L'Encyclopédie sur la mort


Nuits

Edward Young

Les complaintes de Young qui, inspirées du romantisme anglais de son époque, répandent le goût de la mélancolie*, sont aussi des satyres mordantes du carriérisme et de la volupté des courtisans, assoiffés d'or et de pouvoir, milieu qu'il connaît fort bien parce qu'il l'avait fréquenté. Le paradoxe du choix des mots et des images se fait sur fond nocturne d'une imagination évoquant la fragilité des vivants mortels.
Tome II

Quinzième Nuit

Le monde

Edward Young
Quel est donc le prix qui nous fait courir dans la carrière du monde, étourdis du bruit, suffoqués de poussière, excédés de fatigue, sans songer à la frêle épaisseur qui sépare du tombeau le théâtre de la vie? Je vois l'orgueil errer, çà et là, et mendier des regards, le voluptueux s'épuiser à la poursuite du plaisir, d'autres fous plus tristes affamés d'or ou de pouvoir, tous épris de bagatelles diverses, mais également vaines; tous entraînés dans le tourbillon de la frivolité, comme des atomes légers qu'un courant d'air agite au milieu de nos plaines. Bientôt la brillante illusion s'évanouira, la sombre nuit du désespoir succédera et l'homme s'abîmera. Que les mortels et les objets de leurs désirs sont fragiles et passagers! Ce monde n'est qu'un pays d'apparitions, les hommes que de vains fantômes qui courent après des ombres plus vaines encore. L'homme gaiement frivole et l'homme furieusement occupé de pénibles chimères, sont également fous, Ils vont tous deux, l'un au travers de tristes déserts, l'autre par un sentier de fleurs, l'un d'un pas grave et superbe, l'autre en dansant, tomber dans l'abîme.

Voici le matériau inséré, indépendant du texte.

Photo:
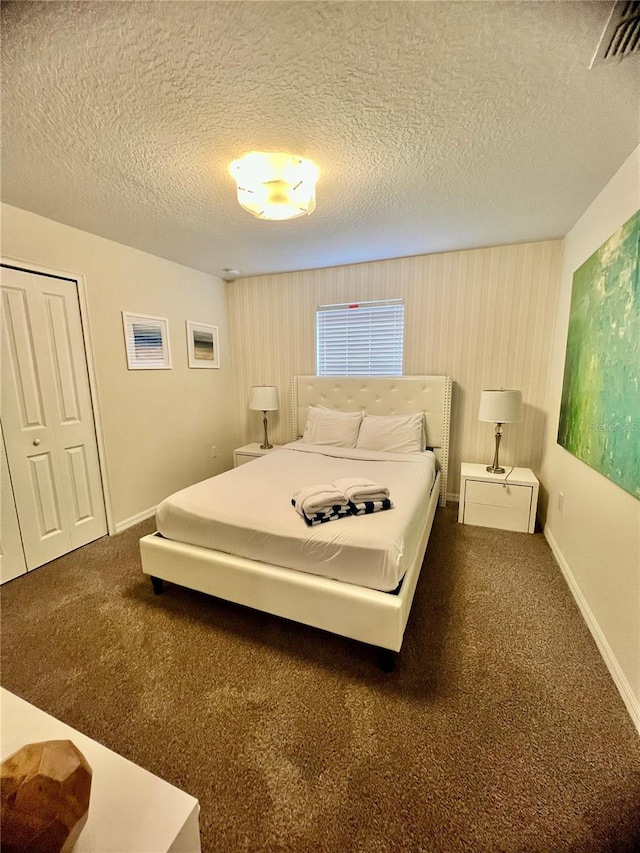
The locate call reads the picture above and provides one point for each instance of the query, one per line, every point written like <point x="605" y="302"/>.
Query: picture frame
<point x="146" y="341"/>
<point x="203" y="346"/>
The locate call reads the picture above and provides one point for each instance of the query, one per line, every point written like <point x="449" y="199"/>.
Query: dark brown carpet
<point x="501" y="729"/>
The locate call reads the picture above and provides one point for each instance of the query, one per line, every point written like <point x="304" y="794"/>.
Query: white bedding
<point x="247" y="512"/>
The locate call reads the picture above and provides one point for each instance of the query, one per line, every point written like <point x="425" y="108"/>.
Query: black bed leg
<point x="158" y="585"/>
<point x="387" y="660"/>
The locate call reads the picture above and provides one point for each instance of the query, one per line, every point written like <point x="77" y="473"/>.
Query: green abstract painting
<point x="600" y="409"/>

Lorenzo, puisque l'Éternel s'approche et que les vanités du monde vont disparaître, comme les bulles d'air errantes sur l'écume des flots; que servent les hauts titres, l'éclat de la naissance et toutes ces grandeurs qui nous laissent dans la bassesse? C'est sur des épines que tu cherches le repos. Ton âme, enivrée de chimères, fatiguée des peines réelles dont elle s'est tourmentée, s'assoupit et rêve le bonheur.

Je veux rompre le charme qui t'attache au monde. Mon sujet est commun: mes chants ne le feront point, si la céleste Uranie que j'évoque daigne répondre à mes voeux. Dans quel trouble tu t'éveilleras de ta léthargie pour soupirer après des biens plus réels! Je te forcerai à mépriser l'objet de tes désirs. Mes vers austères ne seront pas goûtés des hommes corrompus. Mais la vérité doit-elle se taire, parce que la folie fronce le sourcil?